The definition of enum uses Range.constant.

Changing this to Range.exponential will make Hedgehog discover counterexamples close to the lower bound.

enum'exponential :: (MonadGen m, Enum a) => a -> a -> m a
enum'exponential lo hi =
  fmap toEnum . Gen.integral $
    Range.exponential (fromEnum lo) (fromEnum hi)

However, this will make it even more unlikely to discover a counterexample close to the upper bound.
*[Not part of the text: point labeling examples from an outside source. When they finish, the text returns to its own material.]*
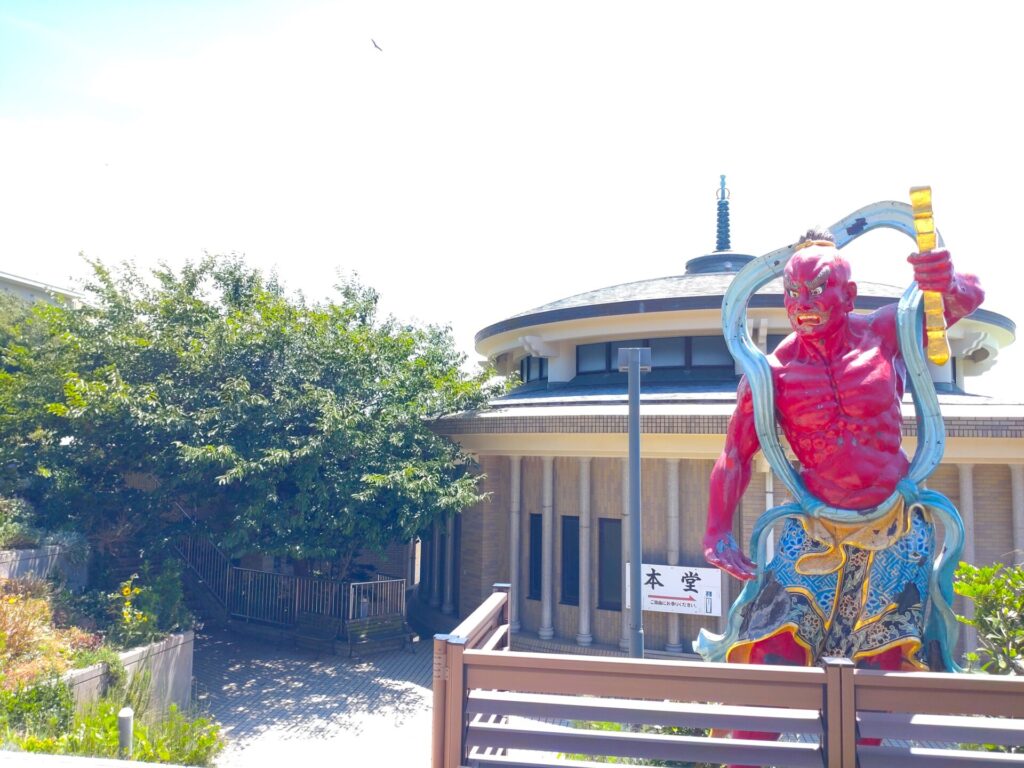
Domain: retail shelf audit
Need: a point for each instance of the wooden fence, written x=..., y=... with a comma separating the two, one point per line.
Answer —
x=494, y=707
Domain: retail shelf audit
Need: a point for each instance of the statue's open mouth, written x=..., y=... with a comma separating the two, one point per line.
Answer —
x=809, y=318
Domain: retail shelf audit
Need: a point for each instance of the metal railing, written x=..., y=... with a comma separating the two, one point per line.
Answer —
x=382, y=597
x=494, y=708
x=210, y=563
x=279, y=599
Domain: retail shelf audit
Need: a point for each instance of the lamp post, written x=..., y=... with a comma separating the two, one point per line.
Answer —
x=633, y=360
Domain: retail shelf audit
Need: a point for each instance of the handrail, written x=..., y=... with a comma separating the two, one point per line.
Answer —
x=487, y=701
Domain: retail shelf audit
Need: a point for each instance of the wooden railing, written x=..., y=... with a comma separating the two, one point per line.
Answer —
x=498, y=708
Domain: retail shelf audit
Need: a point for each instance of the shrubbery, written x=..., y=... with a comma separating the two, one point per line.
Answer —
x=42, y=719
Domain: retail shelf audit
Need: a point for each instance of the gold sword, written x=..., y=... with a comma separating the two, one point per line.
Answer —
x=935, y=318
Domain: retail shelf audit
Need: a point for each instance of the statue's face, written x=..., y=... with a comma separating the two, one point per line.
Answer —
x=818, y=293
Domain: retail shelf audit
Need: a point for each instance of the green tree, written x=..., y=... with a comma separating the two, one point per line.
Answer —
x=997, y=594
x=298, y=428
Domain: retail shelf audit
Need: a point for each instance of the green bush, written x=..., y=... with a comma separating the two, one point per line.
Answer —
x=997, y=594
x=43, y=720
x=16, y=530
x=163, y=597
x=659, y=729
x=45, y=708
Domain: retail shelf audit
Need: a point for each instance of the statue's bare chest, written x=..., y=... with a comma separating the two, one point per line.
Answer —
x=859, y=386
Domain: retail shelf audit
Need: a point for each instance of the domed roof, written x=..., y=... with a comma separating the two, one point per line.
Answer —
x=693, y=290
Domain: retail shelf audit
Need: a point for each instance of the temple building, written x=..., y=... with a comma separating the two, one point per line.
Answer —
x=553, y=453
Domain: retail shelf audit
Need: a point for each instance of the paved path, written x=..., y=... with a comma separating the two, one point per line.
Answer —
x=289, y=708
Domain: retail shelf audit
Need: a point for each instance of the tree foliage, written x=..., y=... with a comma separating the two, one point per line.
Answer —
x=997, y=594
x=299, y=428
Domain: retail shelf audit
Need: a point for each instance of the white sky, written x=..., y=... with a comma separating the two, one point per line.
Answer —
x=495, y=157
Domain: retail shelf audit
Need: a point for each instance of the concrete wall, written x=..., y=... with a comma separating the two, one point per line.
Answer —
x=484, y=538
x=42, y=562
x=170, y=663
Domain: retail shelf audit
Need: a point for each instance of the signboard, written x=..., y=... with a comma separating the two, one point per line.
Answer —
x=679, y=589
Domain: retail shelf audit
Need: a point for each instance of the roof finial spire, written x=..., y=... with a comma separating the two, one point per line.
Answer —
x=722, y=243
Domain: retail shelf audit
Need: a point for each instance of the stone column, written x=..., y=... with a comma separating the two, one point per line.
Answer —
x=672, y=550
x=449, y=605
x=411, y=564
x=584, y=636
x=435, y=566
x=967, y=510
x=547, y=630
x=624, y=642
x=1017, y=489
x=967, y=513
x=515, y=473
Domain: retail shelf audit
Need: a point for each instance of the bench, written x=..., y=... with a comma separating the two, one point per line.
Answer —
x=316, y=632
x=386, y=630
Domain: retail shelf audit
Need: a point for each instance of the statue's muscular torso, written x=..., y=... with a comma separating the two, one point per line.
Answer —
x=842, y=415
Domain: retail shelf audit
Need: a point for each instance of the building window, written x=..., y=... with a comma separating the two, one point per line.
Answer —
x=570, y=560
x=532, y=369
x=710, y=351
x=536, y=553
x=666, y=352
x=669, y=352
x=592, y=358
x=609, y=564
The easiest thing I could think of is

enum'better :: (MonadGen m, Enum a) => a -> a -> m a
enum'better lo hi = Gen.choice [
    enum'exponential lo hi
  , enum'exponential hi lo
  ]

which will discover counterexamples both close to the upper / lower bound, albeit with altered shrinking behavior.

Any thoughts?

Thank you for reporting this! Good catch 🎯 🦔

IIRC, at the time enum was added, exponential range wasn't there yet.

enum'exponential hi lo

Hm, I haven't looked in depth but I think this might rely on unspecified behavior. It'll ultimately call randomR, and I don't see anything in between that causes the bounds to be swapped. (Maybe Range.bounds should take care of that?)

Minor suggestions:

  • I'd add a third choice retaining the original behavior. Then elements in the middle are still 1/3 as likely to get picked as now, rather than only getting generated when the size is sufficiently large (which I think would be the case with just the exponentials).
  • If the shrinking is a problem, it would be easy to use a variant of choice that doesn't shrink to a different list element (it would be defined using integral_ instead of integral to select the index).